Jack Putz: Fuel restoration with biomass
Published: Sunday, April 7, 2013 at 6:01 a.m.
Last Modified: Friday, April 5, 2013 at 6:22 p.m.
Correction of a widespread ecological misunderstanding about Florida could bring biodiversity benefits and provide low-cost biofuels for Gainesville's biomass-powered electricity generation facility.
Historically, our region was mostly covered by extensive expanses of grasses and showy flowers beneath widely spaced pine trees. There were some rich hammocks, but it was savannas, not closed-canopy forests, that dominated the landscape.
From slash pine woodlands in the wetlands to longleaf pine savannas on the sandhills, trees were sparse. The biological diversity in these ecosystem — the highest in North America — was in the understory where flowers, gopher tortoises and fox squirrels abounded.
As natural as they seem, the dense stands of laurel oaks, water oaks, sweetgums and grapevines that now blanket much of our landscape are new. Historically, closed canopy forest was restricted to patches of nutrient-rich soils and on the margins of lakes, river, and swamps. Similarly, the thick-as-the-hair-on-a-dog's-back pine plantations that abound today are of human construction.
Our savannas were kept open by frequent, low-intensity fires coupled with the constraints of growing on coarse-grained, severely drained, nutrient-poor, sandy soils. Over the past half century we have managed to suppress the fires and enrich the soils, all to the detriment of our once bountiful biodiversity.
With fires successfully suppressed, broad-leaved trees crept up out of the swamps. Plowing, over-grazing by cattle, and hog-rooting didn't help, but extinguishing fires is the main reason that fox squirrels, gopher tortoises, indigo snakes, and hundreds of other species are currently in jeopardy. Meanwhile, forest industries opted for high density pine plantations that they fertilize and clearcut at short intervals.
Sandy, nutrient-poor soils and frequent fires favor deep-rooted grasses, resprouting wildflowers and thick-barked pines. These same conditions disfavor dense stands of thin-barked and shallowly rooted hardwoods and pines.
Grey squirrels thrive in laurel oak forests but the now seldom seen fox squirrels are savanna beasts. There are birds in dense forests, but not the red cockaded woodpeckers, bobwhite quail, Bachman's sparrows or brown-headed nuthatches that live in savannas.

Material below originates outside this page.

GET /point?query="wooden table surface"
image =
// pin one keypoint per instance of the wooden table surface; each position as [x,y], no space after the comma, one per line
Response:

Until recently, low intensity fires swept across our area every 1-3 years. This astounding fire frequency was sustained by lightning storms — we live in the lightning capital of the USA — supplemented over the past 12,000 years by Amerindian ignitions. Cattle-keeping colonists maintained the burning tradition to freshen forage for their stock, to facilitate pine resin tapping, and to clear brush from their agricultural fields.
Most of our native plant species are adapted to low soil nutrients and are outcompeted when nutrient supplies are augmented. Residual fertilizers from former agriculture coupled with the doubling of atmospheric nitrogen additions due to fossil fuel combustion are making it tough on our wildflowers.
With nearly 98 percent of the pine savannas of the Southeastern coastal plain already gone and more going, ecosystem restoration is desperately needed. The first big step toward pine savanna restoration typically involves biomass removal — getting rid of the invasive trees. Longleaf and slash pines are light-demanding — they don't survive the shade of laurel oaks. Ditto for the hundreds of species of savanna grasses, wildflowers and wildlife that die out when fires are suppressed and hardwoods invade.
Biomass removal is also often among the biggest costs in savanna restoration. But if there is a market for biomass, there are hopes for fox squirrels and blazing stars. And if entire trees and all their nutrients are removed, the chances for natives improve further.
Enter the much debated but soon-to-be-operational biomass plant. The estimates of biomass availability that consultants provided the city did not include the substantial stocks available from ecosystem restoration on private and public lands. Using the biomass of invasive hardwoods and restoring pine savannas would yield even more fuel than thinning pine plantations and would do so at a competitive cost.
Of course, with the way markets work, scrutiny will be required to assure that ecosystems aren't abused in the name of “restoration.” Also, biomass removal is just the first of many challenging steps towards restoration. Along the way, would-be restorationists will need a lot of help as they try to make the world savanna-safe.
Pine savanna restoration and ecologically sound pine plantation management are not just wildlife and wildflower friendly, they make sense for Florida's economy. Hydrologists estimate that conversion of unnaturally dense forests and plantations into savanna-like stands would increase soil water recharge by about 25 percent — what a great collateral benefit from fueling our biomass plant.
Even if the deeply rooted differences of opinion about the biomass plant do not disappear after plant comes on-line, fueling it with restoration carbon will mean that our steps towards carbon neutrality are also towards biodiversity conservation and aquifer recharge. What great collateral benefits!
Francis E. “Jack” Putz is a professor of botany at the University of Florida.